Together they represent the key categories which constructed the colonial image of Kenya to a British public keen to be simultaneously horrified, seduced, and vindicated. On the one hand, these consist of ethnographic ‘types’, missionary propaganda, official images from British royal tours, or colonial atrocities perpetrated under British colonial rule…On the other hand, images from a newly independent Kenya, of presidential social functions and official troops inspections produce another kind of fiction. The colonial archive and its successor’s meaning are transformed through Kyambi’s reconfigured combinations… Kyambi has intentionally segued interruptions to the official accounts presented through familiar public genres by inserting scenes of private domesticity in unexpected context…Deliberately mixing together images from such different categories produces a tension which serves to shift the monolithic character of most commemorative sculpture.”
Annie Coombes Coombes, Annie, Lotte Hughes, Karega-Munene. Managing Heritage, Making Peace: History, Identity and Memory in Contemporary Kenya. I.B. Tauris. 2014
The images used in this permanent photographic installation were scanned from the Nairobi National Museum’s archive department. I sourced through the records going as far back as 1898 till current times. Images in the piece were used to combine normal everyday life with political figures and monumental moments in Kenya’s history.
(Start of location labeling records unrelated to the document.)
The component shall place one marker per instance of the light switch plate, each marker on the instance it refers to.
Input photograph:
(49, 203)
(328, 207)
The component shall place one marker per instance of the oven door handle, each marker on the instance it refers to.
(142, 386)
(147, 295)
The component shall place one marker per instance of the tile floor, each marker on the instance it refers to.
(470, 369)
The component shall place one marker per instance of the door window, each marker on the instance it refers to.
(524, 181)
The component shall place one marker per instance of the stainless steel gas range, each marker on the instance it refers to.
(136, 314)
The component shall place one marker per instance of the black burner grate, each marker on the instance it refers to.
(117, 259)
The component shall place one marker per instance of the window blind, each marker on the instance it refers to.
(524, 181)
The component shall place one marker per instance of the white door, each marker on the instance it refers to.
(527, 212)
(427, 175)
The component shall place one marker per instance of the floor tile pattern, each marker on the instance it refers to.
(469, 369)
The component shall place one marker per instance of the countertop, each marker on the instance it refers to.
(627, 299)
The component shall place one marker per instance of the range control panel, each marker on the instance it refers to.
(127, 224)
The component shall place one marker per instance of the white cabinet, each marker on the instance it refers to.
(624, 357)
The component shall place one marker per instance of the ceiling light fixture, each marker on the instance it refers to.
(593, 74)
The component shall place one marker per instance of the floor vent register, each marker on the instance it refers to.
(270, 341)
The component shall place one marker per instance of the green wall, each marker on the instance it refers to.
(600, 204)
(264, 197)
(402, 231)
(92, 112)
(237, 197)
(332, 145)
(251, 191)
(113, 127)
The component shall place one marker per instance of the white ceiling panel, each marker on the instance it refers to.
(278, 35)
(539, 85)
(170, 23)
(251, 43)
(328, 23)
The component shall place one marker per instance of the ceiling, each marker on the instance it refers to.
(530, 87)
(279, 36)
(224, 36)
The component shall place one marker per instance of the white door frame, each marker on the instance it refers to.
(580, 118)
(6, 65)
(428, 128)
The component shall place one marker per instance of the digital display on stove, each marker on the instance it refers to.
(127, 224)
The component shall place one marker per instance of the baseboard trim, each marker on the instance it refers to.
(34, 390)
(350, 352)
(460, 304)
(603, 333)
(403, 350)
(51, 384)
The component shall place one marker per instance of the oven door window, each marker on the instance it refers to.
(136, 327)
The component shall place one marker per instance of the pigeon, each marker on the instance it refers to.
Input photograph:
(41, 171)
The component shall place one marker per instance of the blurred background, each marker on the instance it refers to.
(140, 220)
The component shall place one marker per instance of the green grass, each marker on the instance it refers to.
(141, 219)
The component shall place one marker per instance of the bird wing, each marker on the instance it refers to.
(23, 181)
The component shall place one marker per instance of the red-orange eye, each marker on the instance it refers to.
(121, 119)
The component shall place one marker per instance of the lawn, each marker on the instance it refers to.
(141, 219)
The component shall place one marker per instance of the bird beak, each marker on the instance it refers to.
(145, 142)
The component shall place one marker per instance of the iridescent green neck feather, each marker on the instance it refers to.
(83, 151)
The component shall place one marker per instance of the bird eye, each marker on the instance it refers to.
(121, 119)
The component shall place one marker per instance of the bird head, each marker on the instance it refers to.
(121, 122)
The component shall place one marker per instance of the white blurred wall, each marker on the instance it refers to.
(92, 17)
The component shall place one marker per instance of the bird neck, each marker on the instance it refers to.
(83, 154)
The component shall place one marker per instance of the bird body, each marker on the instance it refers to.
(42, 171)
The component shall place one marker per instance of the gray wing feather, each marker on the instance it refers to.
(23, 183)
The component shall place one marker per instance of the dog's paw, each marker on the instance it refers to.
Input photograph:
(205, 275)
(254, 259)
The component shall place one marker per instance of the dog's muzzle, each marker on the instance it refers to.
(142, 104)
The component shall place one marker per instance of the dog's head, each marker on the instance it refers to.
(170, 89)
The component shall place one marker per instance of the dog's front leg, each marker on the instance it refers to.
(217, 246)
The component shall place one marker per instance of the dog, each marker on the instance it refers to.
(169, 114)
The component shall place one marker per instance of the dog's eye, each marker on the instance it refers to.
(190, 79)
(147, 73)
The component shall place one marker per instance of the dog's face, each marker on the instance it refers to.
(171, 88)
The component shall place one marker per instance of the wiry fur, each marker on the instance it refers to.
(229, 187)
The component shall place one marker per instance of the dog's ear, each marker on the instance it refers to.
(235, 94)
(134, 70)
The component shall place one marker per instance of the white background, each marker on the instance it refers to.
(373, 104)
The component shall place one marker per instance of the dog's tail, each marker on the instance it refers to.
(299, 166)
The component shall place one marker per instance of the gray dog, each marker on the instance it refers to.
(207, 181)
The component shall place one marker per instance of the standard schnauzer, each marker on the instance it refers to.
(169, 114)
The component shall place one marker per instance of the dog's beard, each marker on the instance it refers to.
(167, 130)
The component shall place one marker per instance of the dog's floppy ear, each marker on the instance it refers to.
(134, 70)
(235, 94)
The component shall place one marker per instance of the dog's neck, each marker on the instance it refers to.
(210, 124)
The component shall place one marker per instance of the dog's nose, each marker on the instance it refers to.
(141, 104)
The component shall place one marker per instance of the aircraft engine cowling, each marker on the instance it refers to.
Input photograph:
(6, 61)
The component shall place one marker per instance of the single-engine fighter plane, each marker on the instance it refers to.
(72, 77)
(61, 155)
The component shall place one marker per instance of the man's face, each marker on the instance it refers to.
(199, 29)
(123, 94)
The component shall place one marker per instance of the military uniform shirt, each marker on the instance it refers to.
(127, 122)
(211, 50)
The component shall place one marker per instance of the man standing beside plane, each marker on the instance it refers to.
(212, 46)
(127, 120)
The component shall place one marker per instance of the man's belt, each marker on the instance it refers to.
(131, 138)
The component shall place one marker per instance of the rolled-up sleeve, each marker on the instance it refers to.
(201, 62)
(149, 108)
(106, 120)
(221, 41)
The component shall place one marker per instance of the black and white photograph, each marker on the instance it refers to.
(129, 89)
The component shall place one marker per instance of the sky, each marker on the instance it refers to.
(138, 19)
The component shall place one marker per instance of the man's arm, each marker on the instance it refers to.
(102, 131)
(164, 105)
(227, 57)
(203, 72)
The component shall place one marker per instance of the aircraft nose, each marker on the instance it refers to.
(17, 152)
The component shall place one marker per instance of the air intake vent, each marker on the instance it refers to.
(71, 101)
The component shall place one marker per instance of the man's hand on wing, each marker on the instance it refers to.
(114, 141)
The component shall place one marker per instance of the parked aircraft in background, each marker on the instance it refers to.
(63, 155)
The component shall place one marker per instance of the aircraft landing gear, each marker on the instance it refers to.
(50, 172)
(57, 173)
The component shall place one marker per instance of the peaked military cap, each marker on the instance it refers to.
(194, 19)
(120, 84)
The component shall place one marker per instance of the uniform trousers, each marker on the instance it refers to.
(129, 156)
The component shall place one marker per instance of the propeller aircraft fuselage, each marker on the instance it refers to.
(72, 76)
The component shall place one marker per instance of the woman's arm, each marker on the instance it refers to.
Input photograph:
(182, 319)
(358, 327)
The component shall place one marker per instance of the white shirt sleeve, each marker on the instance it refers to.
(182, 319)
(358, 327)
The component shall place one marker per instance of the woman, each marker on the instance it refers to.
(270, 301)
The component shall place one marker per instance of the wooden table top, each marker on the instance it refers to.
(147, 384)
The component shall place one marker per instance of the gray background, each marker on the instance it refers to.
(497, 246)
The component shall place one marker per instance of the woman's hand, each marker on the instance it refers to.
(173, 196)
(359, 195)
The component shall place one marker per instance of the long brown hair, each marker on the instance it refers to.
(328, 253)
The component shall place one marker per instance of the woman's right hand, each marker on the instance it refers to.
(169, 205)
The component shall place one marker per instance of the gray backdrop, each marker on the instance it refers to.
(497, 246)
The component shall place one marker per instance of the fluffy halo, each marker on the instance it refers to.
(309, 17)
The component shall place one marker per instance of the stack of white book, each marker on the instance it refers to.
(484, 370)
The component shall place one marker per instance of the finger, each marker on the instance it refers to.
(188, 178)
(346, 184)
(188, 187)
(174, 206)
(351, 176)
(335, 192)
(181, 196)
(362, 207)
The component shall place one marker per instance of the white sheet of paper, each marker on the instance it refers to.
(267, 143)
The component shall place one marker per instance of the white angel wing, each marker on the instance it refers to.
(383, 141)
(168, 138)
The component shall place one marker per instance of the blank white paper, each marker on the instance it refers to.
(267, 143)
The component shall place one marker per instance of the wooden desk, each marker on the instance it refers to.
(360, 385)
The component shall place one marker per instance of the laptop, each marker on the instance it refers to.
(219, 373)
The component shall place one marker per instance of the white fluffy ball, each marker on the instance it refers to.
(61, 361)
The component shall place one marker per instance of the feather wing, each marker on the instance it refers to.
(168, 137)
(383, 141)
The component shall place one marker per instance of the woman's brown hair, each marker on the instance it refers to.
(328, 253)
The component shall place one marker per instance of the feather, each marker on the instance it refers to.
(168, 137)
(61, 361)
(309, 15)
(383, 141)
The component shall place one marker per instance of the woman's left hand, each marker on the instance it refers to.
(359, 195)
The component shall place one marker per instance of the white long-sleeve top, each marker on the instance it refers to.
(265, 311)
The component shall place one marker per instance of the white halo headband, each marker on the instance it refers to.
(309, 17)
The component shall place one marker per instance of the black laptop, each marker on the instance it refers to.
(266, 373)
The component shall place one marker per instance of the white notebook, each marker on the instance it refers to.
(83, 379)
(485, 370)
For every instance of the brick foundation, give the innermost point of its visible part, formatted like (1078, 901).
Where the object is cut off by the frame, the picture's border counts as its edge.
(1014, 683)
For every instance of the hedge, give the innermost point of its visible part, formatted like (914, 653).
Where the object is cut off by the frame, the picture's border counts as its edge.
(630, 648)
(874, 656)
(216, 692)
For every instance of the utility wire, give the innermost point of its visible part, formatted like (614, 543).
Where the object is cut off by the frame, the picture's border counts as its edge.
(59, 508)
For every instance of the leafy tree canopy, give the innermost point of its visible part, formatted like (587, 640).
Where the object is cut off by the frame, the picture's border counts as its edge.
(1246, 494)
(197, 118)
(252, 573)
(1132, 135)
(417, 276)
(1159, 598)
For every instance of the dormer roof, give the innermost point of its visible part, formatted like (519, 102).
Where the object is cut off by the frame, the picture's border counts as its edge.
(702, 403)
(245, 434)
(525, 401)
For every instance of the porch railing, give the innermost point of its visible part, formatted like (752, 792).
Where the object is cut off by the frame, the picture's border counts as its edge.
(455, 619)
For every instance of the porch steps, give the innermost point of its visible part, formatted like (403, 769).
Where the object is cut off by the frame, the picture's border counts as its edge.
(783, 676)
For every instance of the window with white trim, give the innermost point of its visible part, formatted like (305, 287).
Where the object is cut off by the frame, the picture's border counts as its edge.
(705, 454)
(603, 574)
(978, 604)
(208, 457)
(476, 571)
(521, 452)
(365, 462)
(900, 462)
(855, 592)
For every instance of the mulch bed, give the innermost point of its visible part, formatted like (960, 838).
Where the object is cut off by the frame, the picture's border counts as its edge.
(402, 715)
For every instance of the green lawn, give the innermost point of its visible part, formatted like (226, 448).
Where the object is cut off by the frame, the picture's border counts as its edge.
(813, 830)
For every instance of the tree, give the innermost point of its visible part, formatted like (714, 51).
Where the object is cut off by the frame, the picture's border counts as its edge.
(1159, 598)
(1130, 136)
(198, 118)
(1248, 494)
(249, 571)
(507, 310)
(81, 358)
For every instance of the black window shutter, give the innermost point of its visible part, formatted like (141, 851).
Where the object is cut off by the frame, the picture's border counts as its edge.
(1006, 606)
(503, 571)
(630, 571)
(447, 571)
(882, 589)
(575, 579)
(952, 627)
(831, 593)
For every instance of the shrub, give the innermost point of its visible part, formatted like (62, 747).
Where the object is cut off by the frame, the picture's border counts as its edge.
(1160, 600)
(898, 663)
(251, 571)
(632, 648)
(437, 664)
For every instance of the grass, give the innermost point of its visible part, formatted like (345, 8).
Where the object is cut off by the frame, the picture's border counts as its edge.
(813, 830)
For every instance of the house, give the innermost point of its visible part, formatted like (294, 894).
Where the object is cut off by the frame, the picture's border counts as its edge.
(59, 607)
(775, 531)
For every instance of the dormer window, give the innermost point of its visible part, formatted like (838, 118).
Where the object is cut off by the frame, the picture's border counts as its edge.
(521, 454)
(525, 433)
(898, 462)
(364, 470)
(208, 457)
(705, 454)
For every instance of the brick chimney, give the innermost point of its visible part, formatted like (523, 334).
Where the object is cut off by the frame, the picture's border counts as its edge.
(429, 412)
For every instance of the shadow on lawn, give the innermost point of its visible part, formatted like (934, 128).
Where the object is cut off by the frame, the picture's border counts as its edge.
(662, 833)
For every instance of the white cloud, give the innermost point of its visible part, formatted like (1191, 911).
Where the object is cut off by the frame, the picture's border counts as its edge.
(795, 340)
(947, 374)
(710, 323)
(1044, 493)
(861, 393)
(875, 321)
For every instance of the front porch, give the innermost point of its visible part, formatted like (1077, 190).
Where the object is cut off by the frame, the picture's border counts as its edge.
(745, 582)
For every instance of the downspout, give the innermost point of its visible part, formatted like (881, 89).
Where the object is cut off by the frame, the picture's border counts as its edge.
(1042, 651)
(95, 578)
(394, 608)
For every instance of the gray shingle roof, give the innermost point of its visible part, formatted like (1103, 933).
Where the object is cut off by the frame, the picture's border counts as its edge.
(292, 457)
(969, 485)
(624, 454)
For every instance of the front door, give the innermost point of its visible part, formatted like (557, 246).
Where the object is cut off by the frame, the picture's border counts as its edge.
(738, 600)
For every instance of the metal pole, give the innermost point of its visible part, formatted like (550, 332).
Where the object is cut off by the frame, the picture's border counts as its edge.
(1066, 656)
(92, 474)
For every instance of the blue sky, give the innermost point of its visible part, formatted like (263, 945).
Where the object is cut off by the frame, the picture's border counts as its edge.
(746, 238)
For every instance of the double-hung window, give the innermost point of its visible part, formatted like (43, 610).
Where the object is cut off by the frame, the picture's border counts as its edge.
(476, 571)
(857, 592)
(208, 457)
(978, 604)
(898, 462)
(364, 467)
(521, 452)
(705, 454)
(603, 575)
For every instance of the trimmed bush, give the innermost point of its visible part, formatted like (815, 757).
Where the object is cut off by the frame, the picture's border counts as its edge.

It was important for me that the viewer sees several images at once. Looking at photography from the camera mans point of view – the idea that we never really see the whole picture, just flashes of one person’s perspective. The octagon shaped mirror of which these photographs hang also gives another dimension to the work, not only do viewers see themselves in this history but also the work becomes infinite, the past our constant reminder.